本研究的主要目的是评估温控射频导管消融治疗预激综合征患者左侧和右侧显性旁路的可行性,并深入了解人体温控导管消融的生物物理方面。
电极-组织界面温度和其他生物物理参数是决定射频消融旁路疗效和安全性的重要变量。实验研究表明,通过监测导管尖端温度可以准确预测射频诱导的组织坏死。
38例连续性患者(14例女性,24例男性;年龄42±12岁),有顺行传导的旁路(左侧:n = 22;右侧:n = 16),接受了温控射频消融(HAT 200S,德国Osypka博士公司)。通过嵌入4毫米导管尖端的热敏电阻监测电极温度。在闭环系统中能量输送期间自动调整功率输出(预选温度:70.1±5.8℃)。
在输送2.3±2.1次射频脉冲(范围:1 - 9,中位数:2)后,所有患者的旁路传导均成功消除。预激消失证明旁路中断发生在5.9±5.4秒后。在旁路中断时,左侧旁路患者的导管尖端温度为54.2±11.2℃,右侧旁路患者为44.9±5.0℃(P < 0.008)。

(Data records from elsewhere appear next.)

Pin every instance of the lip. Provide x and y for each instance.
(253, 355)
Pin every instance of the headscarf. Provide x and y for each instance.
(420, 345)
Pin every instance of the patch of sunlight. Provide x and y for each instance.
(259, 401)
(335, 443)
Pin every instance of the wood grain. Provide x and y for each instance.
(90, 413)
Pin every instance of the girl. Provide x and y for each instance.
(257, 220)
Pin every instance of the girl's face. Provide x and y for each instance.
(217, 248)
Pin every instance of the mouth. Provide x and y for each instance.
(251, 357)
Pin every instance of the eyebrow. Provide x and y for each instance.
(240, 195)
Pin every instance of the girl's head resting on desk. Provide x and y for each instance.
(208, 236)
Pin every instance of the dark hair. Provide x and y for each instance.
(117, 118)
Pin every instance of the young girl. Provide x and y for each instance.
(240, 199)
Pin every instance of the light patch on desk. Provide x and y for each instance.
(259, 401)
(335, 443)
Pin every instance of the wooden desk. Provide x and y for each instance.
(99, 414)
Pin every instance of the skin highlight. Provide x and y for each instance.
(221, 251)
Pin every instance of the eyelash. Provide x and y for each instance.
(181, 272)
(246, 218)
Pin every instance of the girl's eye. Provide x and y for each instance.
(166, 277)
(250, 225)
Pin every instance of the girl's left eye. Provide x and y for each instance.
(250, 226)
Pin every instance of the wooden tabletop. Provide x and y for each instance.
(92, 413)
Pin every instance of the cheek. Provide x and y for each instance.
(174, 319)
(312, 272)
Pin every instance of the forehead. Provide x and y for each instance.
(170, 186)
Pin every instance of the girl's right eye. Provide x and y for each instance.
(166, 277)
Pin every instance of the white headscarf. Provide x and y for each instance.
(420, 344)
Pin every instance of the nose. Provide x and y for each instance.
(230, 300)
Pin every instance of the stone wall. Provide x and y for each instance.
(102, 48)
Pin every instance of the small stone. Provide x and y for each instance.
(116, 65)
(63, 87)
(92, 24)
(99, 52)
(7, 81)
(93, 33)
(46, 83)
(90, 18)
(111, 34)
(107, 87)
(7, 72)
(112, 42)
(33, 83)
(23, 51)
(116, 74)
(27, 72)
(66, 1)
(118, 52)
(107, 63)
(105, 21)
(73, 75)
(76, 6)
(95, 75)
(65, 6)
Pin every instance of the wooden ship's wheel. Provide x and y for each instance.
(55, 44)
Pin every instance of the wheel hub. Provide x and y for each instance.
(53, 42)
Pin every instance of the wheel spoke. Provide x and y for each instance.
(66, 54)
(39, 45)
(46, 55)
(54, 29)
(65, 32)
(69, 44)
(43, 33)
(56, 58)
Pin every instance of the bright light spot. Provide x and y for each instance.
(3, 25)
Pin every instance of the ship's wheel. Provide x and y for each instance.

左侧应用期间较高的温度水平并未缩短效果出现所需的时间(左侧旁路:7.5±6.3秒,右侧旁路:3.7±2.9秒;无显著性差异)。在冲动开始后5秒(52.1±3.1℃对47.2±4.3℃)和10秒(61.5±6.2℃对52.7±4.2℃)时,左侧应用时的导管尖端温度明显高于右侧应用(P < 0.005)。在旁路消除时,功率输出和输送能量无显著差异。右侧旁路组的输送功率峰值(45.1±10.9瓦对41.3±10.6瓦;P < 0.05)和总输送能量(2452±1335焦耳对1392±762焦耳;P < 0.02)明显高于左侧应用。有效能量应用期间测量的峰值温度为77.1±13℃,无效能量应用期间为69.9±14℃(P < 0.05)。与永久有效应用(5.9±5.4秒)相比,短暂有效脉冲中效果出现所需的时间明显更长(10.4±7.2秒)(P < 0.02)。尽管进行了温度控制,但在89次能量应用中有10次(11%)观察到阻抗突然升高。未发生与手术相关的并发症。
温控射频消融显性旁路高效且安全。与右侧脉冲相比,左侧能量应用中的温度反应更快且明显更高。有效脉冲期间电极尖端测量的峰值温度明显高于无效脉冲。在温控射频消融旁路期间,尽管该患者队列中未观察到与手术相关的并发症,但阻抗突然升高并未完全避免。